Riceviamo e pubblichiamo – La compagnia “Il cerchio invisibile” torna al PalArte di Fabrica di Roma con una nuova produzione teatrale: “La grande magia” tratta dall’omonima opera di Eduardo De Filippo.
Un mago dall’aspetto imponente e dalle parole ammaliatrici ha tenuto incollati alla poltrone più di 600 spettatori nelle giornate di sabato 13 e di domenica 14 ottobre. Porte che girano magicamente e luci colorate creano un atmosfera intrigante e raffinata.
I costumi, realizzati dalle ragazze dell’Accademia Italina di Roma e coordinate dalla docente costumista Paola Tosti, sono stati anch’essi i protagonisti. Ritagli di vestiti (maniche, cravatte, colletti, cerniere ecc.) composti come un puzzle sui corpi degli attori danno un quadro caotico e alienante in linea con la storia e il gioco dell’ illusione, non a caso hanno ricevuto un riconoscimento particolare la Festival Nazionale del teatro di Castrocaro Terme a cui la compagnia ha partecipato a settembre 2012.
Il taglio comico rende lo spettacolo gradevole e divertente ma non mancano momenti di riflessione. Il messaggio arriva chiaro e diretto: l’uomo, essere fragile, può arrivare a rifiutare la realtà rifugiandosi nella falsità e divenendo così il grande illusionista di sé stesso. Il finale dello spettacolo esprime con bellezza e chiarezza tutta la drammaticità della condizione umana.
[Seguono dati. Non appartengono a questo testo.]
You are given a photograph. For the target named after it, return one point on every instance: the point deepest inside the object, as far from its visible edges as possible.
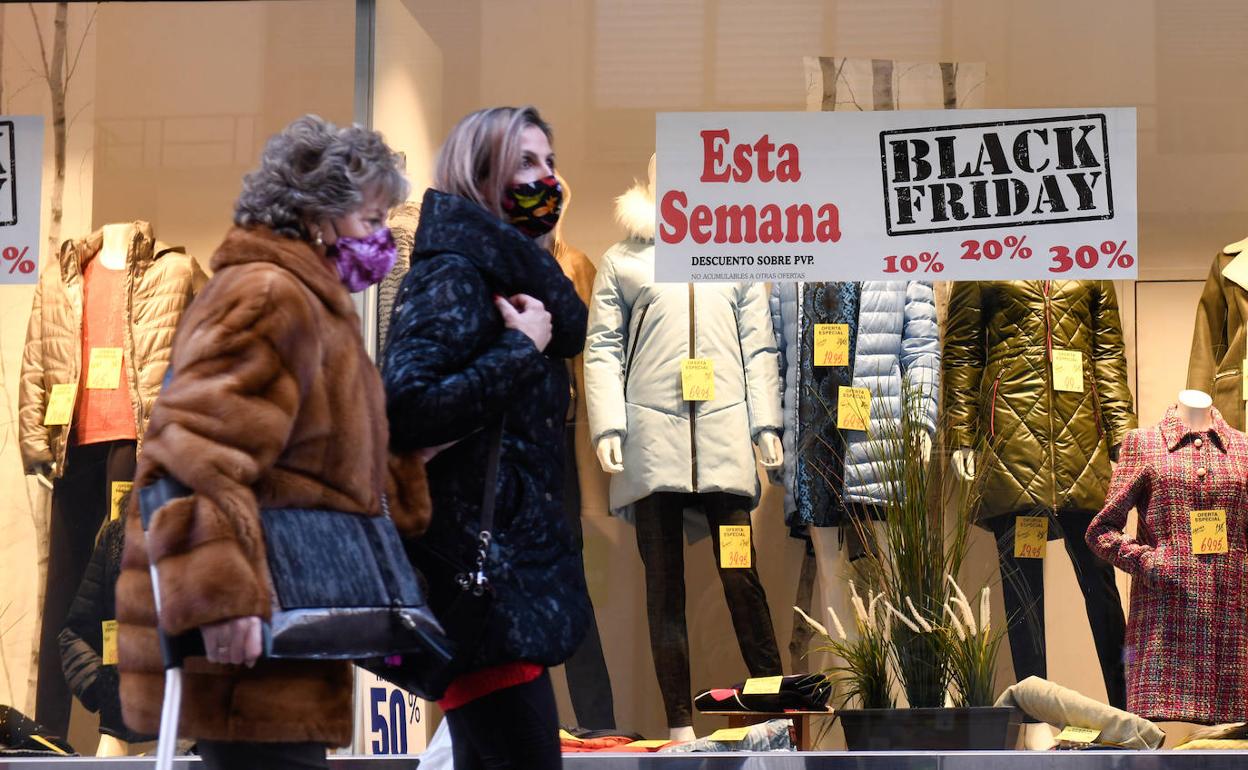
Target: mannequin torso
(115, 247)
(1196, 409)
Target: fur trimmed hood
(634, 211)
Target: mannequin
(1219, 340)
(610, 456)
(1038, 444)
(609, 452)
(97, 346)
(1186, 640)
(891, 350)
(115, 247)
(90, 668)
(1196, 409)
(589, 683)
(675, 462)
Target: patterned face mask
(534, 207)
(365, 261)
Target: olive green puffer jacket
(1037, 448)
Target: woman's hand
(236, 642)
(528, 316)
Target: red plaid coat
(1187, 635)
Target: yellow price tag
(119, 491)
(1078, 735)
(831, 345)
(1209, 532)
(1068, 371)
(53, 746)
(853, 408)
(104, 370)
(729, 735)
(734, 547)
(648, 744)
(60, 404)
(763, 685)
(698, 380)
(1031, 537)
(110, 642)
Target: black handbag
(343, 587)
(498, 610)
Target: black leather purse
(343, 587)
(498, 609)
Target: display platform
(809, 760)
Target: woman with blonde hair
(476, 377)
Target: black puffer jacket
(451, 372)
(81, 639)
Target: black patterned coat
(452, 371)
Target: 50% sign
(16, 261)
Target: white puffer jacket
(896, 342)
(639, 332)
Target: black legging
(660, 540)
(512, 729)
(81, 499)
(1022, 587)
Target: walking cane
(174, 649)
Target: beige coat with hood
(160, 282)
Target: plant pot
(982, 728)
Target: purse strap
(477, 582)
(491, 492)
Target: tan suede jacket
(160, 282)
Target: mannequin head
(492, 151)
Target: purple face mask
(363, 262)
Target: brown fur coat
(273, 403)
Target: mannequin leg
(799, 644)
(589, 683)
(1102, 602)
(1022, 588)
(80, 504)
(834, 574)
(660, 542)
(743, 589)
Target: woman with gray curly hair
(273, 403)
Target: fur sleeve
(242, 360)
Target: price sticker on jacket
(831, 345)
(1209, 532)
(763, 685)
(60, 404)
(109, 645)
(104, 370)
(1078, 735)
(853, 408)
(1031, 537)
(117, 492)
(698, 378)
(1068, 371)
(729, 735)
(734, 547)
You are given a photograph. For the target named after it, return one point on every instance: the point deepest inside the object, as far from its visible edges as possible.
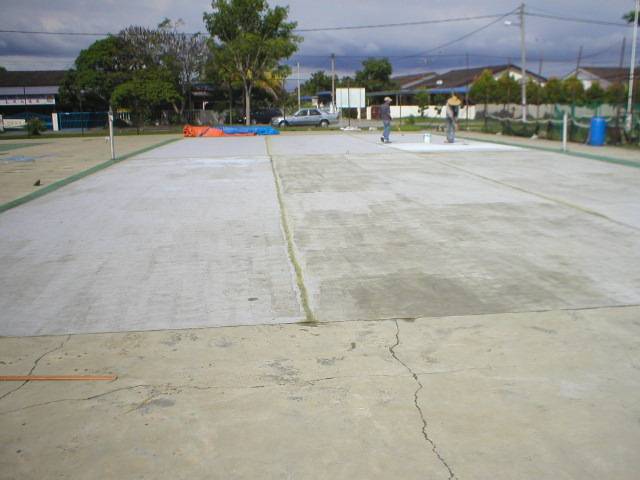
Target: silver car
(306, 116)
La compagnia composta da Emilio Celata, Tatiana Erasmi, Dario Guidi, Omar Lombardi, Amanda Victoria Mallia, Marianna Mazzarini, Linda Morini e Mirella Soldini ha interpretato in modo magistrale l’opera con ironia e profondità. Tra i componenti spicca la figura del giovanissimo attore Dario Guidi di Fabrica di Roma che ha ricevuto quest’anno il premio come miglior attore non protagonista al Festival Castrocaro Terme con la seguente motivazione: “Ottima presenza scenica e evidente carisma che lo indirizza verso il palcoscenico professionale”.
La ricerca e la creatività sono alla base dei lavori condotti da Sandro Nardi che propone una nuova idea di teatro dove tutti gli elementi: attori, costumi, luci e scenografia parlano e si esprimono nella loro bellezza. Lo spettacolo è stato molto applaudito, ha strappato sorrisi e suscitato commozione. Possiamo dire che per circa due ore gli spettatori sono stati ipnotizzati entrando a far parte del gioco e così la Grande Magia si è realizzata veramente.